Stanford Industrial Park is located approximately seven miles southwest of Frederick City. There are a number of developers and a wide variety of businesses located in this complex, including light retail, warehouse, and warehouse flex. There are a total of 183.57 acres divided among 41 lots that range from 1.71 to 11.26 acres. Approximately 97 acres (22 lots) are currently vacant. The vacant lots represent approximately 53 percent of the industrial park land. In addition, 19 lots have been improved, typically with warehouse/office buildings that have approximately 398,000 square feet of total gross building area. According to information stored in the Maryland Department of Assessment database, approximately 61 percent of the total gross square feet currently under roof in the Stanford Industrial Park was constructed between 2004 and 2008 — during the period of low unemployment and high economic confidence.
Figure 1 highlights vacant land sales that occurred from January 2000 to the last one that occurred in January 2009. As you will notice, the number of sales per year slowed in the year leading up to the start of the recession (which began in December 2007) and effectively ceased since the bond market failure in September 2008.

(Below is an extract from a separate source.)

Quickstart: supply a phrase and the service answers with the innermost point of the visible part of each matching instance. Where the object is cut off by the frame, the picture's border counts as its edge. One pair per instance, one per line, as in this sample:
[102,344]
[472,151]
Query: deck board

The bar graph (Figure 2) reflects the number of square feet sold each year during the same time period reflected above. Only one vacant land transaction has occurred since December 2007, despite the fact that a considerable amount of land remains vacant within the Stanford Industrial Park and has been available for sale.
These vacant land data reflect a direct correlation between increasing unemployment within Frederick County and rapidly decreasing land values. Decreasing land values increase the investment risk for local real estate developers/investors and places considerable strain on the balance sheets of lending organizations.
It must be pointed out that other factors were present during this time that contributed to the decreased sales of vacant land in the Stanford Industrial Park. These included the existence of competing industrial properties located within Frederick City — Monocacy Boulevard, remaining existing lots on Tilco Drive — as well as lots just outside of Frederick City at McKinney. Market participants noted that several transactions never left the feasibility phase due to site plan impediments that were required by a Frederick County Department of Planning and/or Planning Commission review. The Planning Commission impediments increased considerably after the election in 2006 of the current Board of County Commissioners, causing several proposals to become infeasible. Increasing opportunities for job growth should be the first priority for policy makers in Winchester Hall, Annapolis, and Washington D.C.
Michael P. Pugh is a Certified General Real Estate Appraiser with the Pugh Real Estate Group, LLC., in Frederick, Maryland. He specializes in the appraisal of improved and unimproved commercial and industrial real estate. He is an Associate Member of the Appraisal Institute. Michael is a member of the Rotary Club of Frederick.